After nine hearings on the alleged hoarding and price manipulation of onion and garlic, the House investigating panel ended up with the usual suspect, a businesswoman allegedly reigning over a well-oiled onion cartel and hinted at the likelihood of some Bureau of Plant Industry (BPI) officials acting as cogs in the machine.
Quezon Rep. Wilfrido Mark Enverga, chair of the House committee on agriculture and food, also maintained that in the face of the irregularities in the Department of Agriculture (DA), it would be favorable for the sector if President Marcos would stay on as its secretary.

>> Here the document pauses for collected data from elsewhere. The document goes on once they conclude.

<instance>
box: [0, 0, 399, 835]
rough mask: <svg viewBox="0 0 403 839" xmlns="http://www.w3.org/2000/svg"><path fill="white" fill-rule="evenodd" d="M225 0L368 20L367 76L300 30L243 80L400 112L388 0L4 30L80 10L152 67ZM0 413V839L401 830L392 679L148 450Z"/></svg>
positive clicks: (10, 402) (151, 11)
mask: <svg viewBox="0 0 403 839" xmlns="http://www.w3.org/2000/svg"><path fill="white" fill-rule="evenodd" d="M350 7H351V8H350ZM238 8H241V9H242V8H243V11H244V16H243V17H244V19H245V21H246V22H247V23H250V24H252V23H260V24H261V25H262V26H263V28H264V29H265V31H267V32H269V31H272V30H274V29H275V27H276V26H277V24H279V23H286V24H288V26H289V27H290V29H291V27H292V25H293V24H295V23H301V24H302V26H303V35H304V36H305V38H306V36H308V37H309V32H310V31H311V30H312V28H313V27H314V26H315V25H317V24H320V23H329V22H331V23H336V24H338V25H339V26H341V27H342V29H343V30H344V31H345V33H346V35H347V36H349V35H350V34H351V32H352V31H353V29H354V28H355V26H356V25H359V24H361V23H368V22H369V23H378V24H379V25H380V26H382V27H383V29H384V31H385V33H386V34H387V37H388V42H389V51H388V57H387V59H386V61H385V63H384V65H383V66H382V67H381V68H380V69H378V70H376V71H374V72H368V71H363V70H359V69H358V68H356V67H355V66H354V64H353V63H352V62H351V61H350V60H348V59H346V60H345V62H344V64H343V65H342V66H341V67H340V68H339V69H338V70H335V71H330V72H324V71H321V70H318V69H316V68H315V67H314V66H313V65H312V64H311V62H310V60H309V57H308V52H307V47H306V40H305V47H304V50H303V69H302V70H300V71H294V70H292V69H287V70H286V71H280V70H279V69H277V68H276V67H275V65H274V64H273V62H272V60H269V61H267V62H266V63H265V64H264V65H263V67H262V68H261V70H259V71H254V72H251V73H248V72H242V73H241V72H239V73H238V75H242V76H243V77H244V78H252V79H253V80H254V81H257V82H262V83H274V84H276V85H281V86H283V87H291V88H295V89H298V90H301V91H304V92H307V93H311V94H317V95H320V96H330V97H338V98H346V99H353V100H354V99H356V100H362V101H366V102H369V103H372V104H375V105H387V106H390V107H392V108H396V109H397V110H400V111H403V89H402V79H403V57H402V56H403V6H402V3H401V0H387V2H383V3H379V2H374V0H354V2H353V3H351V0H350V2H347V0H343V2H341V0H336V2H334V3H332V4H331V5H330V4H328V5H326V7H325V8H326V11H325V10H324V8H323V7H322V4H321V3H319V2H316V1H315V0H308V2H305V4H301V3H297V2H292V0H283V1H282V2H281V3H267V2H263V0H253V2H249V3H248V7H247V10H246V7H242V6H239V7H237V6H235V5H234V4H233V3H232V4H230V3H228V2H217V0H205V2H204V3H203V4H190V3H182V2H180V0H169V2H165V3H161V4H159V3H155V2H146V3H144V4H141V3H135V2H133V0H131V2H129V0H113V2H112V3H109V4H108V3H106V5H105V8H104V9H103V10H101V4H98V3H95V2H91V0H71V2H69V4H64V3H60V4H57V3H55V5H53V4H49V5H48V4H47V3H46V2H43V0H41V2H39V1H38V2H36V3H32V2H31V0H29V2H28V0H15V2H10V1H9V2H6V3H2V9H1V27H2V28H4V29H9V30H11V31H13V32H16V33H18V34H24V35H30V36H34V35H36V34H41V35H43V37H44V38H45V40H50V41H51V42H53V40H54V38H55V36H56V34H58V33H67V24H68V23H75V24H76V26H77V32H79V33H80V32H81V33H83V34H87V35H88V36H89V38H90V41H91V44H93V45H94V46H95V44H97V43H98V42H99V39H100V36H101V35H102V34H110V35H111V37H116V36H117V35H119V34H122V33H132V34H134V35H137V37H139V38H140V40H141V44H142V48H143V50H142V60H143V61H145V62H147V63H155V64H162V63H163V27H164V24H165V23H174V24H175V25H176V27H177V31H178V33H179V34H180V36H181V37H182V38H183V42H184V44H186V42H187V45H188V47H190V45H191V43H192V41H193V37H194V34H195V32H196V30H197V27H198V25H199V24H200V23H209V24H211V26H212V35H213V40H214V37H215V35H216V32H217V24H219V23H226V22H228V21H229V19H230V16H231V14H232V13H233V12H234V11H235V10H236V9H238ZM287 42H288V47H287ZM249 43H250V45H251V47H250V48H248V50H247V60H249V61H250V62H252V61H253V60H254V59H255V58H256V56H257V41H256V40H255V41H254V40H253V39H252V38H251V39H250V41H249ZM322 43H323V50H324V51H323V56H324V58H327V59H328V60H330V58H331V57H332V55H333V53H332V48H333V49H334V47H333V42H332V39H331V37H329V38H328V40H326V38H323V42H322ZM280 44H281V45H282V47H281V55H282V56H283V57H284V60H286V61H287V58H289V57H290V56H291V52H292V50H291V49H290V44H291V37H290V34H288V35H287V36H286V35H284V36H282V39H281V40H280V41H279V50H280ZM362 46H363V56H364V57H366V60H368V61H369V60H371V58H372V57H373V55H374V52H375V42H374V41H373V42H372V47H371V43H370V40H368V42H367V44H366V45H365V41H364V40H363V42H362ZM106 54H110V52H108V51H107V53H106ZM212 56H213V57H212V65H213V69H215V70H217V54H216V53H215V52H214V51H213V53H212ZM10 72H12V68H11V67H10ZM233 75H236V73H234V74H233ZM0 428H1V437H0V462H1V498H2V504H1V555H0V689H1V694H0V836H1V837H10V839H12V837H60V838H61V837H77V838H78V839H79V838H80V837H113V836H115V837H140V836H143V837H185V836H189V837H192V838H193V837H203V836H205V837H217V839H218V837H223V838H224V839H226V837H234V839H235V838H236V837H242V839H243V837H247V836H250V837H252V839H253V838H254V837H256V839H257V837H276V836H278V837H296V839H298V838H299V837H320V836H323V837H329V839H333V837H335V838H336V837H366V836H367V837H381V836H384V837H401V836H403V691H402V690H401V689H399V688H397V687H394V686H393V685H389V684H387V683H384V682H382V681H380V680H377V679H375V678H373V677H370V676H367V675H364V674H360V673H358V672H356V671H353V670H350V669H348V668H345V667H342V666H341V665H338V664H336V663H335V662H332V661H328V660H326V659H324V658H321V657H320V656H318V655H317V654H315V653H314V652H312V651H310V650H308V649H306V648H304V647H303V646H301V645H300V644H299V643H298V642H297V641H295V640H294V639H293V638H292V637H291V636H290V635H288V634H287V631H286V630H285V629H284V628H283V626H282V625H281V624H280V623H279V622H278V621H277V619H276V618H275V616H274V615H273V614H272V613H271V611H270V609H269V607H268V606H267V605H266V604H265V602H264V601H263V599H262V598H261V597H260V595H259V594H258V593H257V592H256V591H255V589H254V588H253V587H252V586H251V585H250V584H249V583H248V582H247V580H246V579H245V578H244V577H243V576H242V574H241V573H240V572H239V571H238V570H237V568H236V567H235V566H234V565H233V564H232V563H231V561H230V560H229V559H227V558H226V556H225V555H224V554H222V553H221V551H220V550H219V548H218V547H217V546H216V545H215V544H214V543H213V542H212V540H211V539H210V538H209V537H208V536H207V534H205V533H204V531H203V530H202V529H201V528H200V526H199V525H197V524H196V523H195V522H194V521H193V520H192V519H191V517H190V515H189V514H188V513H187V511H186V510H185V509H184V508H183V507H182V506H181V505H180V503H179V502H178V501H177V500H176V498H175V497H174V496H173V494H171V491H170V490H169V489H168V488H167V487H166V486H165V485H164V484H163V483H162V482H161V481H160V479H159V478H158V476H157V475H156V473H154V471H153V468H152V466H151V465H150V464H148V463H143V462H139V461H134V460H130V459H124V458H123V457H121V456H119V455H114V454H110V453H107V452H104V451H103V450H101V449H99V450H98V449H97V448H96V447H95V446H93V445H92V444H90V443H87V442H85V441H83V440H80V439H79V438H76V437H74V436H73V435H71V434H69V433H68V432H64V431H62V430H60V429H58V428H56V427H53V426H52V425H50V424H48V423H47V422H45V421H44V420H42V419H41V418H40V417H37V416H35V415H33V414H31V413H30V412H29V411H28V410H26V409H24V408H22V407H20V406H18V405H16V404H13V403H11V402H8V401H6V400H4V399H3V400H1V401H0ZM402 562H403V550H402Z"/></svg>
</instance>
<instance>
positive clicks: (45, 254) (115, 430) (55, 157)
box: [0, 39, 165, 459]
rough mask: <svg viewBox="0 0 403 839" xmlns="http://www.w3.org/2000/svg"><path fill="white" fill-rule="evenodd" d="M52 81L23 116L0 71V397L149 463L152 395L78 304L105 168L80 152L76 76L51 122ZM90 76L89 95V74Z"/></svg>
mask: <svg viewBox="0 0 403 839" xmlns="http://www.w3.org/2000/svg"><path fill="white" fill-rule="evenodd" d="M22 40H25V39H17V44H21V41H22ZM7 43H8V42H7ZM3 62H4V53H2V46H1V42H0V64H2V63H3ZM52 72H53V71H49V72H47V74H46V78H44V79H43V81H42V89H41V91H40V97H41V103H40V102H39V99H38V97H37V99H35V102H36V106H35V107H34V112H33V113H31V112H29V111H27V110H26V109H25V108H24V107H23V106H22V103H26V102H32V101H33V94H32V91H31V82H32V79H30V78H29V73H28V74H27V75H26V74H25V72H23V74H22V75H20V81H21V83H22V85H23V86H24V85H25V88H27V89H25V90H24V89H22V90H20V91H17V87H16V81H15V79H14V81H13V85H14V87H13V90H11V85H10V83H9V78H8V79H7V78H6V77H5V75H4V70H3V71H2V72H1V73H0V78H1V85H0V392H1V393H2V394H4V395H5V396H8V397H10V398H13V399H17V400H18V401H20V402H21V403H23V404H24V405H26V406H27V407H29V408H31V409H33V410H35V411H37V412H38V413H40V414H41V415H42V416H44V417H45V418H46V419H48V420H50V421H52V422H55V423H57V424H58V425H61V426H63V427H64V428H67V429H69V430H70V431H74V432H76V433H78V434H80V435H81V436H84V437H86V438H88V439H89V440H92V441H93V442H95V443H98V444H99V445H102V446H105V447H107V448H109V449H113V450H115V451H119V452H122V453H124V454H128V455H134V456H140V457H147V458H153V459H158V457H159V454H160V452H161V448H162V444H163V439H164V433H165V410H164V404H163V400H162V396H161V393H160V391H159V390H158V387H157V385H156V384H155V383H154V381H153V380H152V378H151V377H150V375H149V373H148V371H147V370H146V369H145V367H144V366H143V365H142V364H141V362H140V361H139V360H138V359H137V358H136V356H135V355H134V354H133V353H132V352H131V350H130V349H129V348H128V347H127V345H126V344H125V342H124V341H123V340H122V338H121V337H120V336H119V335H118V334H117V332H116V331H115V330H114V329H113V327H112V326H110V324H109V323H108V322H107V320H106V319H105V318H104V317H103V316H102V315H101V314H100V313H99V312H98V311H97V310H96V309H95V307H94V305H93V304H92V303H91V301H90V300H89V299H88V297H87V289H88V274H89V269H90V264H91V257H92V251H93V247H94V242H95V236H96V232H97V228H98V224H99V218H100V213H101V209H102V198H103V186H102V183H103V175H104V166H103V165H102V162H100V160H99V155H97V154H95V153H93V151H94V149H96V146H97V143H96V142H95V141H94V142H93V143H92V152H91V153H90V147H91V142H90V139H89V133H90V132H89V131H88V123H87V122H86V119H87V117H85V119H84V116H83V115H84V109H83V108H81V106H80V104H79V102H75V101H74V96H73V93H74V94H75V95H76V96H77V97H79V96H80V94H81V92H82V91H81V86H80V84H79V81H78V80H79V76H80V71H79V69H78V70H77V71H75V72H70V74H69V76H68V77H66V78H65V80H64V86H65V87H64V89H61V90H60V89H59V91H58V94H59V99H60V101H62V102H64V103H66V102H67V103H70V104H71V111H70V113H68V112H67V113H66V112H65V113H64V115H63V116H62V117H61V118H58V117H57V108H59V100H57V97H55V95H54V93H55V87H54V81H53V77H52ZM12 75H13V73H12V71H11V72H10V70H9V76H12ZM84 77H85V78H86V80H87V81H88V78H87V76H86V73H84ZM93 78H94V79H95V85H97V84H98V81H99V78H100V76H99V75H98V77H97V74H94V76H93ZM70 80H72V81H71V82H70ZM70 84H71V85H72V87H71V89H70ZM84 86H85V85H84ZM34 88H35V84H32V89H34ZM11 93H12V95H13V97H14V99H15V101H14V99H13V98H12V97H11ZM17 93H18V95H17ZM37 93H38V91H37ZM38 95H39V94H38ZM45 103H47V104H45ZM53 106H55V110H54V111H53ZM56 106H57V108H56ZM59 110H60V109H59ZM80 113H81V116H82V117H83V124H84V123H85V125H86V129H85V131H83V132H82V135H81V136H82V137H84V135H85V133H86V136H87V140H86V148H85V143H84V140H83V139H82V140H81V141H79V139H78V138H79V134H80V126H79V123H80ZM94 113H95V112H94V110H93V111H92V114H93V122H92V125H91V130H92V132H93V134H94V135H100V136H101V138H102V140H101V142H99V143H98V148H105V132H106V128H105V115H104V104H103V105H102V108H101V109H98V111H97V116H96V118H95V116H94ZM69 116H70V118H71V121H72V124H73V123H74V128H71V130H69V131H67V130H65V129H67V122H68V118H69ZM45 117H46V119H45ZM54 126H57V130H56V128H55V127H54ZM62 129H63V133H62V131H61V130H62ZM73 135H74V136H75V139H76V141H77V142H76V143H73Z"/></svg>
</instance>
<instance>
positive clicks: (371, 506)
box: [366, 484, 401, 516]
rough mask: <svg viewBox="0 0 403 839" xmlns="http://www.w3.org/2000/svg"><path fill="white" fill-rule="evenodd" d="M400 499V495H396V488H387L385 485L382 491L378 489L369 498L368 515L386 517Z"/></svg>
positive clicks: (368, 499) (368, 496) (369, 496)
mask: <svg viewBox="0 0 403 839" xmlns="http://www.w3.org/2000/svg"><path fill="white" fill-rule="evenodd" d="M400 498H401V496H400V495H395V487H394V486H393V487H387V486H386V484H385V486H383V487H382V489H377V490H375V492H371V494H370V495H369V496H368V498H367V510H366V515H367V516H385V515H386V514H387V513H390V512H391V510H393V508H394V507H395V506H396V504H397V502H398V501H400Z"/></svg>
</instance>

At a press briefing on Thursday, committee member and Marikina Rep. Stella Quimbo urged the National Bureau of Investigation, the Philippine Competition Commission and the law enforcement arm of the DA to further “peel the onion cartel” uncovered by the panel, with “Lilia or Leah Cruz,” who was earlier linked to a garlic cartel, at the core.
Quimbo pointed out in a mix of Filipino and English: “If at the start of the hearings Leah Cruz was a denial queen, by hearing No. 9, for us, she is the undisputed onion queen.”
The panel concluded its motu proprio inquiry on Wednesday.
According to the lawmaker, “it was not easy to make sense of statements that were either contradictory, baseless, or senseless. It did not help that many of the witnesses were not at all cooperative and truthful in their statements. But at the end of the day, documents don’t lie.”
“A careful scrutiny of numerous public documents, including general information sheets, registries of the DA-BPI and the Department of Trade and Industry; the income statements submitted to the Securities and Exchange Commission (SEC) and the committee [and] the inventory reports submitted to the committee led me to the conclusion that the onion cartel is thriving,” she pointed out.
Connivance
Quimbo said that the committee found that “Leah Cruz operates the biggest onion cartel in the country… through an SEC-registered corporation called Philippine VIEVA Corp., which was established in 2013,” adding that PhilVIEVA was created at the time Cruz, a majority owner of the company, was first tagged as “sibuyas (onion) queen” in a series of 2012 news reports.
The lawmaker noted that PhilVIEVA was involved in the onion industry “from head to toe,” being engaged in farming, trading, cold storage and trucking, and practically cornering the market. She pointed out that although Cruz has been blacklisted as an importer, she was able to continue importing onions through PhilVIEVA and alleged dummy corporations.
“Based on public documents submitted by these corporations, we discovered that their registered telephone numbers were identical to the phone numbers in Leah Cruz’s office,” Quimbo said.
As for onion imports, the lawmaker pointed out that the process undertaken by the DA-BPI was unclear in the issuance of import clearances to limit the volume of produce being brought into the country to prevent harming local producers.
“In truth, it seems the DA-BPI is part of the equation of an onion cartel,” she said, adding that three companies under Cruz were the biggest yellow and red onion importers last year.
“How could the DA-BPI allow Cruz to import despite being blacklisted? Did someone play blind or connive with the DA-BPI to cheat the country?” Quimbo asked.
For his part Enverga said the committee could come up in two weeks with the inquiry report where there could be recommendations for the filing of criminal charges against specific persons, possibly including government officials.
The report would also propose legislation to fill in the gaps in existing laws that allow agri-product cartels to thrive as well as regulations in the operation of cold storage facilities.
He noted that Cruz was already facing charges in the Sandiganbayan and a Manila court for alleged hoarding, profiteering, price manipulation, and operating a cartel in the garlic industry.
“I think, this time the evidence linking them (to irregularities in the onion trade) might be stronger,” he said.
Zero conviction
Meanwhile, Sen. Risa Hontiveros on Thursday called on the Senate to push for stiffer penalties against public officials found to have used their office in abetting agricultural smuggling.
At the Senate committee on agriculture hearing, Hontiveros challenged the country’s top agriculture officials to “show a sample” of how Republic Act 10845, or the Anti-Agricultural Smuggling Act, was meant to deter the smuggling of agricultural products.
“In our antitrafficking law… we punish the facilitation of trafficking by public officials as acts of trafficking; in our antismuggling laws, it is but proper that we punish the facilitation of smuggling as acts of smuggling,” she said.
The committee on Thursday tackled six measures that seek to amend RA 10845.
But Hontiveros and Sen. JV Ejercito wondered why after seven years since its passage, no smuggler has yet been convicted.
Ejercito, author of RA 10845, conceded that the law may need to be amended due to its loopholes.